Decentralized metaverse platform Next Earth is a digital twin of the globe. It’s where users can buy up plots of virtual land that represent real places.
The metaverse is the word on everyone’s lips right now continuously. Even, the virtual world has exploded into the popular consciousness.
A virtual land grab is underway, as parcels of digital real estate, represented by non-fungible tokens (NFTs) are being snapped up for millions of dollars.
Unsurprisingly, big corporate players are making moves in the metaverse. Just like Facebook has rebranded as “metaverse first” company Meta. Microsoft also has bought games company Activision in a $69 billion metaverse play. Further brands from Walmart to Samsung have ventured into the digital realm.
However, decentralized metaverse platforms are pushing back against efforts.
The Fast Growing Next Earth
Next Earth offers a stark alternative to corporate-controlled metaverses. It’s a decentralized metaverse infrastructure based on a digital twin of the Earth. That means that, unlike other popular virtual land projects, Next Earth’s land tiles aren’t based on an arbitrarily scarce virtual territory. In fact, each tile represents a 10m x 10m plot of virtual land, corresponding to a real-world location. Further, It can be purchased and built on by members of the community.

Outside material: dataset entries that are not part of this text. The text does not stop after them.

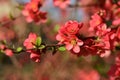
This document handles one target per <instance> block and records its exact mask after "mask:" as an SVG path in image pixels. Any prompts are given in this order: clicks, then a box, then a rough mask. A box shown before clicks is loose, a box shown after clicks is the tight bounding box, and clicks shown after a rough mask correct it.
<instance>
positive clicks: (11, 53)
mask: <svg viewBox="0 0 120 80" xmlns="http://www.w3.org/2000/svg"><path fill="white" fill-rule="evenodd" d="M5 54H6V55H7V56H9V57H11V56H13V52H12V50H10V49H6V50H5Z"/></svg>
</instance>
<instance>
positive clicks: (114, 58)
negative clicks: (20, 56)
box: [0, 0, 120, 80]
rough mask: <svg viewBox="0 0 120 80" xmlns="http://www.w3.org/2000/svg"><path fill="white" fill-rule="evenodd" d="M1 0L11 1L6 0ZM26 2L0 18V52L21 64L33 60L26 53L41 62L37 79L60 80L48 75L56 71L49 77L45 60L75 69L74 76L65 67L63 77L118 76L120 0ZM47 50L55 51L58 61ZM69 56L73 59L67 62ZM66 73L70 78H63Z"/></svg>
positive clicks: (38, 79) (98, 76)
mask: <svg viewBox="0 0 120 80" xmlns="http://www.w3.org/2000/svg"><path fill="white" fill-rule="evenodd" d="M0 2H1V3H7V2H8V3H10V1H7V0H6V1H5V2H4V1H0ZM51 2H52V3H51ZM21 3H22V2H21ZM22 4H23V3H22ZM22 4H20V3H18V4H16V5H17V6H16V7H15V8H17V9H19V10H20V12H18V13H13V12H14V11H13V12H12V11H11V12H10V13H9V16H5V17H3V18H1V20H0V26H1V27H0V40H1V41H0V53H1V54H5V55H6V56H8V57H10V59H11V61H12V62H13V64H14V65H15V66H16V67H19V68H20V67H22V64H24V62H25V61H27V60H29V59H27V60H26V58H27V57H26V56H25V54H26V55H28V56H29V58H30V59H31V60H32V61H33V62H36V63H41V64H42V65H43V66H42V67H41V73H39V72H37V71H38V70H36V74H37V75H38V76H37V77H35V78H34V77H33V79H35V80H56V79H58V78H57V77H56V78H49V77H52V76H53V74H50V76H47V77H46V75H49V74H48V73H51V72H49V71H48V70H47V68H46V66H45V64H43V63H44V62H47V61H48V63H49V62H50V64H48V66H47V67H50V68H48V69H49V70H50V71H52V72H54V70H52V69H51V68H53V69H54V67H56V68H60V67H58V65H59V66H62V65H63V64H64V65H65V64H66V65H65V66H63V68H64V67H65V68H68V69H67V70H68V71H71V72H73V73H74V76H73V75H72V74H69V73H71V72H67V73H66V72H63V75H61V76H60V78H59V79H60V80H66V79H67V80H70V79H72V80H108V79H109V80H119V79H120V71H119V68H120V63H119V62H120V1H119V0H101V1H99V0H86V2H84V1H83V0H74V1H71V0H51V1H50V0H30V1H28V2H25V3H24V4H23V5H22ZM48 4H49V5H53V6H49V5H48ZM56 7H57V8H56ZM44 10H45V11H44ZM16 11H17V10H16ZM63 13H64V14H63ZM14 14H15V15H14ZM79 16H80V17H79ZM24 19H25V20H24ZM34 23H35V24H34ZM12 26H13V27H12ZM17 26H18V27H17ZM26 26H27V27H26ZM27 35H28V38H27V39H26V37H25V36H27ZM48 53H52V55H55V56H56V55H57V57H56V58H55V57H54V58H55V60H54V58H53V59H52V56H49V55H50V54H48ZM60 53H64V54H60ZM67 53H72V54H67ZM5 55H4V56H5ZM60 55H62V56H63V57H61V56H60ZM66 55H67V56H68V55H69V59H68V57H67V56H66ZM20 56H22V58H23V57H25V60H24V59H21V57H20ZM76 56H77V57H76ZM17 57H18V59H17ZM19 57H20V58H19ZM76 58H77V59H76ZM59 60H60V62H59ZM61 60H63V61H61ZM1 61H2V58H1ZM29 61H30V60H29ZM67 61H68V62H74V63H72V65H71V64H70V63H69V64H67ZM61 62H62V63H61ZM82 62H83V63H82ZM73 64H74V66H73ZM51 65H52V66H51ZM69 65H70V66H72V67H71V68H73V69H72V70H71V68H70V67H68V66H69ZM79 66H80V67H79ZM78 68H80V69H78ZM38 69H39V68H38ZM60 69H61V68H60ZM56 70H57V69H56ZM75 70H77V71H75ZM44 71H46V73H44ZM61 71H62V70H61ZM63 71H64V70H63ZM59 72H60V70H58V72H57V71H56V73H59ZM75 72H77V73H76V74H75ZM56 73H54V74H56ZM43 75H44V76H45V77H44V76H43ZM68 75H69V76H68ZM64 76H68V77H67V78H64V79H63V77H64ZM86 76H87V77H86ZM11 79H12V80H17V79H14V78H11ZM28 80H29V79H28Z"/></svg>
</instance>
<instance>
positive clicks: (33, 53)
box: [30, 50, 40, 62]
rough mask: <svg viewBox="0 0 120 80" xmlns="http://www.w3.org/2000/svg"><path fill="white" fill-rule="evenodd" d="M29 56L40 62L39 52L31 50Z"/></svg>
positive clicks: (31, 58) (33, 58)
mask: <svg viewBox="0 0 120 80" xmlns="http://www.w3.org/2000/svg"><path fill="white" fill-rule="evenodd" d="M30 52H31V54H30V58H31V59H32V60H33V61H35V62H40V52H38V51H34V50H31V51H30Z"/></svg>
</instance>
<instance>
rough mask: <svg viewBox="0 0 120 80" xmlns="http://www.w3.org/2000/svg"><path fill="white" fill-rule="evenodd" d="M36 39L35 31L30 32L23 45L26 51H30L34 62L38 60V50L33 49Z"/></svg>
mask: <svg viewBox="0 0 120 80" xmlns="http://www.w3.org/2000/svg"><path fill="white" fill-rule="evenodd" d="M36 40H37V35H36V34H35V33H30V34H29V36H28V38H27V39H26V40H25V41H24V43H23V45H24V46H25V47H26V49H27V52H29V53H30V58H31V59H32V60H33V61H35V62H40V51H39V50H35V49H34V48H35V43H36Z"/></svg>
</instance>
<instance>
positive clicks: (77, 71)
mask: <svg viewBox="0 0 120 80" xmlns="http://www.w3.org/2000/svg"><path fill="white" fill-rule="evenodd" d="M73 80H100V75H99V74H98V72H97V71H95V70H91V71H86V70H78V71H77V72H76V73H75V76H74V79H73Z"/></svg>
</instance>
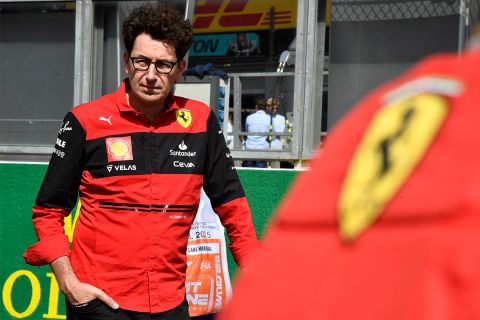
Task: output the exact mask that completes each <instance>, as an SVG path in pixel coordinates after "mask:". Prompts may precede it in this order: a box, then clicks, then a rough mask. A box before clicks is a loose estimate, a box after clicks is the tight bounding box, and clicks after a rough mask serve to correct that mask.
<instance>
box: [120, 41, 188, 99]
mask: <svg viewBox="0 0 480 320" xmlns="http://www.w3.org/2000/svg"><path fill="white" fill-rule="evenodd" d="M130 57H137V58H145V59H144V61H143V62H145V61H147V62H148V61H153V62H156V61H159V60H162V61H167V62H173V63H176V62H177V56H176V53H175V48H173V47H171V46H169V45H168V44H166V43H164V42H163V41H160V40H154V39H152V38H151V37H150V35H148V34H145V33H142V34H140V35H138V36H137V38H136V39H135V42H134V44H133V48H132V52H131V53H130V56H128V53H126V52H125V54H124V63H125V72H126V73H127V74H128V78H129V80H130V91H129V92H128V98H129V103H130V104H131V105H135V104H137V105H141V106H144V107H145V106H150V105H151V106H157V107H158V106H159V105H161V106H163V103H164V101H165V98H166V97H167V96H168V95H169V94H170V92H171V91H172V89H173V85H174V84H175V81H177V80H180V78H181V76H182V73H183V71H184V70H185V65H186V62H185V60H182V61H180V62H179V63H176V64H175V65H174V66H173V69H172V70H171V72H170V73H169V74H162V73H159V72H158V71H157V70H156V68H155V65H154V63H152V64H150V65H149V66H148V69H147V70H145V71H139V70H137V69H138V65H136V67H137V69H135V67H134V65H133V62H132V61H131V59H130ZM144 65H145V63H144Z"/></svg>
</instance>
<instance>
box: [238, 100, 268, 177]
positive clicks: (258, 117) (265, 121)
mask: <svg viewBox="0 0 480 320" xmlns="http://www.w3.org/2000/svg"><path fill="white" fill-rule="evenodd" d="M270 122H271V117H270V115H269V114H268V113H266V112H265V99H264V98H262V97H257V98H256V99H255V112H254V113H252V114H250V115H248V116H247V119H246V120H245V130H246V131H247V132H251V133H252V134H251V135H248V136H247V139H246V141H245V148H246V149H247V150H267V149H268V141H267V138H268V136H267V135H263V136H259V135H255V132H258V133H268V132H269V131H270ZM243 167H254V168H266V167H267V161H265V160H245V161H243Z"/></svg>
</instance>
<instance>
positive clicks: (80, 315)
mask: <svg viewBox="0 0 480 320" xmlns="http://www.w3.org/2000/svg"><path fill="white" fill-rule="evenodd" d="M66 304H67V320H190V316H189V315H188V303H187V300H184V301H183V302H182V303H181V304H180V305H179V306H177V307H175V308H173V309H170V310H168V311H165V312H159V313H148V312H136V311H130V310H124V309H117V310H114V309H112V308H110V307H109V306H107V305H106V304H105V303H103V302H102V301H100V300H93V301H90V302H88V303H87V304H82V305H81V306H78V307H77V306H72V305H71V304H70V303H68V302H67V303H66Z"/></svg>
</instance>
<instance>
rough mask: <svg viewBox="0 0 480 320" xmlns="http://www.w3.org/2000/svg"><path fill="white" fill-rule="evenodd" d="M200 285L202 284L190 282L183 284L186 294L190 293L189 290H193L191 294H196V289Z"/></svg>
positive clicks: (201, 283) (190, 281)
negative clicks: (194, 293)
mask: <svg viewBox="0 0 480 320" xmlns="http://www.w3.org/2000/svg"><path fill="white" fill-rule="evenodd" d="M201 285H202V283H201V282H200V281H190V282H186V283H185V290H186V291H187V292H190V289H193V290H191V292H193V293H197V292H198V288H199V287H200V286H201Z"/></svg>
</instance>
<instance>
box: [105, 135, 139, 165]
mask: <svg viewBox="0 0 480 320" xmlns="http://www.w3.org/2000/svg"><path fill="white" fill-rule="evenodd" d="M105 144H106V147H107V155H108V162H114V161H128V160H133V149H132V139H131V137H130V136H128V137H114V138H106V139H105Z"/></svg>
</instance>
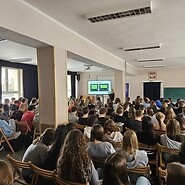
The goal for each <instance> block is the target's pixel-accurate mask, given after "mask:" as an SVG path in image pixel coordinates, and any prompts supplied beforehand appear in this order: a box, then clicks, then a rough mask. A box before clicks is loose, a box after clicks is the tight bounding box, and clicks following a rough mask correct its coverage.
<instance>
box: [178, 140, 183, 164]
mask: <svg viewBox="0 0 185 185" xmlns="http://www.w3.org/2000/svg"><path fill="white" fill-rule="evenodd" d="M178 158H179V162H180V163H181V164H185V141H183V143H182V144H181V146H180V151H179V157H178Z"/></svg>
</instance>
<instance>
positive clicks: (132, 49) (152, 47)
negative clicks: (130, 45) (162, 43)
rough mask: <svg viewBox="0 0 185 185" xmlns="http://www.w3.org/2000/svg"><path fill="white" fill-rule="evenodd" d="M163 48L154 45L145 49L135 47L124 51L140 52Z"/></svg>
mask: <svg viewBox="0 0 185 185" xmlns="http://www.w3.org/2000/svg"><path fill="white" fill-rule="evenodd" d="M159 48H161V44H158V45H153V46H145V47H134V48H123V50H124V51H140V50H147V49H159Z"/></svg>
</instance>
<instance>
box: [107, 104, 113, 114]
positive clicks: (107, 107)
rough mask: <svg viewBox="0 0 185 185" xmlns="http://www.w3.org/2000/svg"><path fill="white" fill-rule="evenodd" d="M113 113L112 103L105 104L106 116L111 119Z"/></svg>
mask: <svg viewBox="0 0 185 185" xmlns="http://www.w3.org/2000/svg"><path fill="white" fill-rule="evenodd" d="M113 112H114V109H113V103H112V102H109V103H107V113H106V115H107V116H110V117H111V116H112V113H113Z"/></svg>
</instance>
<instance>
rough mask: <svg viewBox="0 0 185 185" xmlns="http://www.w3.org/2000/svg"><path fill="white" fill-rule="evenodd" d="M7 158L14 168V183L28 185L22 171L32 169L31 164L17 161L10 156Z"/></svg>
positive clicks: (13, 168)
mask: <svg viewBox="0 0 185 185" xmlns="http://www.w3.org/2000/svg"><path fill="white" fill-rule="evenodd" d="M7 158H8V160H9V161H10V163H11V165H12V167H13V175H14V182H18V183H20V184H25V185H28V183H26V182H25V180H24V179H23V177H22V174H21V169H30V165H29V163H28V162H22V161H19V160H16V159H14V158H13V157H12V156H11V155H10V154H8V155H7Z"/></svg>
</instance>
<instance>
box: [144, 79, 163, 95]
mask: <svg viewBox="0 0 185 185" xmlns="http://www.w3.org/2000/svg"><path fill="white" fill-rule="evenodd" d="M148 82H160V83H161V86H160V98H163V97H164V86H163V83H164V82H163V80H155V81H150V80H147V81H142V93H141V94H142V98H144V83H148Z"/></svg>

Since its launch in August 2021, Next Earth has seen more than 395,000 NFTs minted. The mining is around $895,000 commission which is earned by users. NFT copies of Manhattan, the most valuable land on the planet, were the first to sell out in Next Earth’s virtual land. The biggest sale so far is the MET New York, resold for $32k with an original mint price of $100. Popular real-world landmarks like the Egyptian pyramids, the Colosseum, and football stadiums also trade like hotcakes. But there’s still plenty more to grab.
“We believe that the metaverse has to be something different than Web 2.0.”- Gábor Rétfalvi
Versatility and Commerciality
Next Earth is intentionally versatile, with use-cases ranging from commercial activity to monetizable artwork and entertainment. Also, it’s not about a mint rush for particular tiles. “The platform is all about giving an economic incentive,” Rétfalvi said. “And the way to do that starts with owning land. But it doesn’t really matter if you have those tiles in the middle of London, or if you have those tiles in the middle of the desert because those tiles will be the key to using different features.”
The early settlers of Next Earth, about 30,000 landowners, have already begun populating the tiles with pixelated arts, advertisements, and more. And they aren’t just farming the land tiles; in fact, one of the emerging art spaces is built on the water, right around the harbor of a popular location.
As well as leading the charge for a fair metaverse, Next Earth is also aiming to effect change in the real world. A portion of revenue from every NFT trade goes to environmentally-conscious causes, determined by the community members.
So far the community has voted to send $800,000 of the charity budget to charities including The Ocean Cleanup, Amazon Watch, Kiss the Ground, and SEE Turtles.